[19]. [Umar-bin-Khaltāb, the second Khalīfa (A.D. 634-44). The “Abul Aas” of the original text possibly represents Abu-l-lais, “the ancestor of the Laisi Sayyids, Abu-l-lais-i-Hindi, who is mentioned in the Chachnāmah, who came into Sind with the Arabs, and was present at the battle in which Rāja Dāhir was slain” (C. Raverty, Notes on Afghanistan, 1888, p. 671, note).]
[20].
“Samvat sāt sau iktālīs
Mālat bāli bes
Sāmbhar āya tūti sarasē
Mānik Rāē, Narēs.”
[This quotation is so incorrect that neither Dr. Tessitori nor Major Luard’s Pandit is able to restore it. The latter cannot make any sense of the second line. The date is impossible.]
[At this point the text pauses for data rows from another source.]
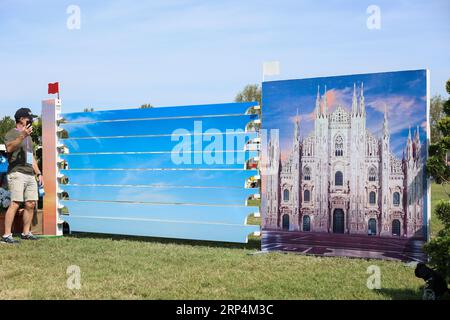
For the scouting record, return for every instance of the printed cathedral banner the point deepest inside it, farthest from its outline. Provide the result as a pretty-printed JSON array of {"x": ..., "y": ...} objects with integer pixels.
[{"x": 343, "y": 165}]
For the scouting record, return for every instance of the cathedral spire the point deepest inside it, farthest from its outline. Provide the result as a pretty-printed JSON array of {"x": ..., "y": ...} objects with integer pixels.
[
  {"x": 362, "y": 105},
  {"x": 318, "y": 102},
  {"x": 409, "y": 147},
  {"x": 385, "y": 122},
  {"x": 354, "y": 101},
  {"x": 297, "y": 129}
]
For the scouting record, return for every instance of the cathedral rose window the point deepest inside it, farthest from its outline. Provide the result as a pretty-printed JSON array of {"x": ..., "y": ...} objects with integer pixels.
[
  {"x": 307, "y": 196},
  {"x": 372, "y": 174},
  {"x": 339, "y": 147},
  {"x": 372, "y": 197},
  {"x": 396, "y": 199},
  {"x": 307, "y": 174},
  {"x": 286, "y": 195},
  {"x": 338, "y": 179}
]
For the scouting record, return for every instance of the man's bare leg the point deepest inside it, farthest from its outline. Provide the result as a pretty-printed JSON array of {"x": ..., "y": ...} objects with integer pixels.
[
  {"x": 9, "y": 217},
  {"x": 28, "y": 213}
]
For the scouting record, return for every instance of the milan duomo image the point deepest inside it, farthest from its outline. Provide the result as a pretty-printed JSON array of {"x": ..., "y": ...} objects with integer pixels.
[{"x": 341, "y": 178}]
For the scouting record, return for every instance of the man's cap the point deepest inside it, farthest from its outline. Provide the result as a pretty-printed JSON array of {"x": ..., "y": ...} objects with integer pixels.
[{"x": 25, "y": 113}]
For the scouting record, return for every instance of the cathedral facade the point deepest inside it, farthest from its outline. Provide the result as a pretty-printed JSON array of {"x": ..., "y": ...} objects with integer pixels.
[{"x": 342, "y": 179}]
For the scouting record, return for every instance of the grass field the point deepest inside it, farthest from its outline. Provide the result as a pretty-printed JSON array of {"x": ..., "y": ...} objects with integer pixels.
[{"x": 138, "y": 268}]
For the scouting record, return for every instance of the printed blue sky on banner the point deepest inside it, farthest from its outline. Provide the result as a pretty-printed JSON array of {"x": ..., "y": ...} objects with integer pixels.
[{"x": 403, "y": 92}]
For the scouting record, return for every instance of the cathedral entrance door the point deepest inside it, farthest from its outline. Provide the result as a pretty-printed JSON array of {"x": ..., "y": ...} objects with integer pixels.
[
  {"x": 286, "y": 222},
  {"x": 338, "y": 221},
  {"x": 372, "y": 227}
]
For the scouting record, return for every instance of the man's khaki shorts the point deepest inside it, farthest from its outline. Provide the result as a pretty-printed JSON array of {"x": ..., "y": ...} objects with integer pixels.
[{"x": 23, "y": 187}]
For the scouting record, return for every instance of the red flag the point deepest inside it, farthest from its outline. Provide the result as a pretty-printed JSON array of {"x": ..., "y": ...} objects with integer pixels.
[{"x": 53, "y": 88}]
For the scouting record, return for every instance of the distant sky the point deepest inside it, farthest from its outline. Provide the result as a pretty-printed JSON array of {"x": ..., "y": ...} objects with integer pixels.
[
  {"x": 403, "y": 94},
  {"x": 178, "y": 52}
]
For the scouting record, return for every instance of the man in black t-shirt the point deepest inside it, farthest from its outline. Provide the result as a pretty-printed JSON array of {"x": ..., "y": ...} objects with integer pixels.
[{"x": 22, "y": 173}]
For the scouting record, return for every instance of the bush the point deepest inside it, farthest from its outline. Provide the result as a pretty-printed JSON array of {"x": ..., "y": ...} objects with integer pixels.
[{"x": 438, "y": 250}]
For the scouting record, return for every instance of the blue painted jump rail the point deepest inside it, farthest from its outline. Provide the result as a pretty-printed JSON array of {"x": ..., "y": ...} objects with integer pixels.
[{"x": 187, "y": 172}]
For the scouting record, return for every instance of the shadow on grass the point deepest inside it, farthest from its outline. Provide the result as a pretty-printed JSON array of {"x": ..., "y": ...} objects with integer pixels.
[
  {"x": 253, "y": 243},
  {"x": 401, "y": 294}
]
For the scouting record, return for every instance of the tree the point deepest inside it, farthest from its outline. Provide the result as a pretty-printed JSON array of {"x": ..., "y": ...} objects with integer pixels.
[
  {"x": 436, "y": 114},
  {"x": 250, "y": 93},
  {"x": 438, "y": 248},
  {"x": 6, "y": 124}
]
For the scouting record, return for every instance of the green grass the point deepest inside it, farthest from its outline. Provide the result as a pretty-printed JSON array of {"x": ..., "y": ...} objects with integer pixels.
[
  {"x": 140, "y": 268},
  {"x": 437, "y": 193},
  {"x": 126, "y": 268}
]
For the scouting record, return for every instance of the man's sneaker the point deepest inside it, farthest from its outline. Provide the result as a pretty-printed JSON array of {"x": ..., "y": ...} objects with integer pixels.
[
  {"x": 28, "y": 236},
  {"x": 9, "y": 239}
]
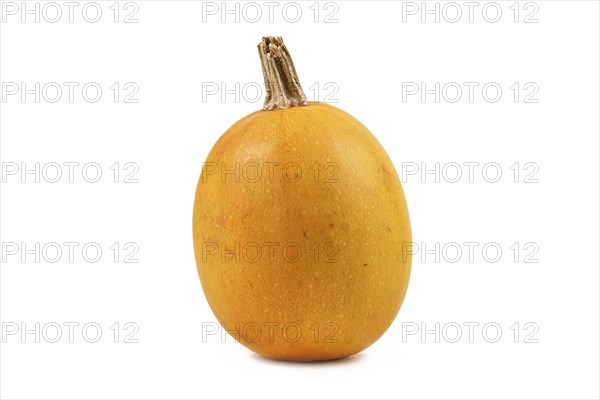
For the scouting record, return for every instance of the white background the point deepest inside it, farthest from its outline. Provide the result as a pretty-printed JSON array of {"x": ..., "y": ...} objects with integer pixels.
[{"x": 370, "y": 57}]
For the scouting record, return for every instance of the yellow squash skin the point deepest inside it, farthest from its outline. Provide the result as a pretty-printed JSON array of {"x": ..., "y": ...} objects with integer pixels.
[{"x": 341, "y": 291}]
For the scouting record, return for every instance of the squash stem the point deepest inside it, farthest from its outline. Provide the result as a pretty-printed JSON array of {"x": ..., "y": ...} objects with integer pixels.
[{"x": 281, "y": 80}]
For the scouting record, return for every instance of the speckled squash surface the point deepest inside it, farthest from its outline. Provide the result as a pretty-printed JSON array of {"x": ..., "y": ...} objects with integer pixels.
[{"x": 300, "y": 225}]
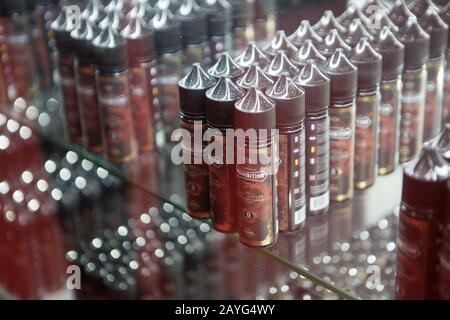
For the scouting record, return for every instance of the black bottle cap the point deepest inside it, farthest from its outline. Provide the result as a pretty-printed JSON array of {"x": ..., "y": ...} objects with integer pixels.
[
  {"x": 192, "y": 89},
  {"x": 193, "y": 23},
  {"x": 326, "y": 23},
  {"x": 255, "y": 77},
  {"x": 252, "y": 54},
  {"x": 110, "y": 51},
  {"x": 369, "y": 64},
  {"x": 316, "y": 86},
  {"x": 355, "y": 32},
  {"x": 226, "y": 67},
  {"x": 343, "y": 76},
  {"x": 220, "y": 101},
  {"x": 168, "y": 37},
  {"x": 304, "y": 32},
  {"x": 416, "y": 42},
  {"x": 255, "y": 111},
  {"x": 280, "y": 42},
  {"x": 428, "y": 174},
  {"x": 140, "y": 40},
  {"x": 393, "y": 52},
  {"x": 308, "y": 52},
  {"x": 437, "y": 29},
  {"x": 332, "y": 42},
  {"x": 279, "y": 64},
  {"x": 289, "y": 100}
]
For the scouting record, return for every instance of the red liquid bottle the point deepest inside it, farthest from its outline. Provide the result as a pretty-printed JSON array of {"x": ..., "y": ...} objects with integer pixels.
[{"x": 420, "y": 226}]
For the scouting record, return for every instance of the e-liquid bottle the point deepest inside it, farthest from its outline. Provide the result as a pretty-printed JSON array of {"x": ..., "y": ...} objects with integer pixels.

[21]. An inscription on the pillar at Firoz Shāh’s palace at Delhi, belonging to this family, in which the word sākambhari occurs, gave rise to many ingenious conjectures by Sir W. Jones, Mr. Colebrooke, and Colonel Wilford.
[22]. Called Khichkot by Babur.
[23]. [The Bhaurecha and Bāghrecha do not appear in modern lists of the Chauhān clans (Census Report Rājputāna, 1911, i. 255 f.).]